Speaking of transdimensional lighthouses, let's talk about the transfer of knowledge within Candela Obscura. If I'm understanding this correctly, while the organization has a central hub to contain materials in the Fourth Pharos, the active operators in the main setting are chosen ad hoc. It's unclear in the QSG whether or not multiple chapters and circles operate at the same time, but there is a silo mentality baked into Candela Obscura with each chapter acting in isolation. This begs the question: are the archives a collection of the circle's activities or the chapter as a whole?

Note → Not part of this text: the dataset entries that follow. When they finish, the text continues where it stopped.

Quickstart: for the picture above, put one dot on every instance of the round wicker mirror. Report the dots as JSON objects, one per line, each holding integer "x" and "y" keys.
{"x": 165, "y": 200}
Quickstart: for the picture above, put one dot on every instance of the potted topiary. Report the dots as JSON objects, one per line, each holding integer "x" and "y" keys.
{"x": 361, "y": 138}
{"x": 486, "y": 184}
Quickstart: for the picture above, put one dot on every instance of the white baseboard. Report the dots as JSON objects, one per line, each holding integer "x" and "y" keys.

If every chapter has x-number of members and x-number of circles that can be formed from those members, then that's a lot of records and artifacts being stored in the archives at any given time. How long are they stored in the archives? Can a circle access records and artifacts from previous circles that operated within their same chapter house or are those restricted? Who makes the call to transfer the archival collections to the Fourth Pharos? If the chapters act in isolation, then how would a Lightkeeper or any members of a given circle know to ask for additional materials from the Fourth Pharos vaults? I can appreciate the bureaucracy of submitting a request to Conservator Malik, but if time is of the essence, which it always is, then what's the turnaround on getting access to otherworldly materials?
Again, I'm not saying the core rules book needs to answer these questions, but if you're gonna make up an institution it's usually helpful to know roughly how it functions even if other players might come up with something different. When I see the word archives, it means something because it's my profession. I understand how they work, so I would hate for the authors to have included the term only for it to mean storage. That would the real horror.
But we'll see how things shake out in Chapter 2's finale and whether or not the archives are expanded upon in the fully fleshed out rules book or in the adventures of another circle. Until then, I'll be keeping watch, Candela Obscura. I'll be keeping watch.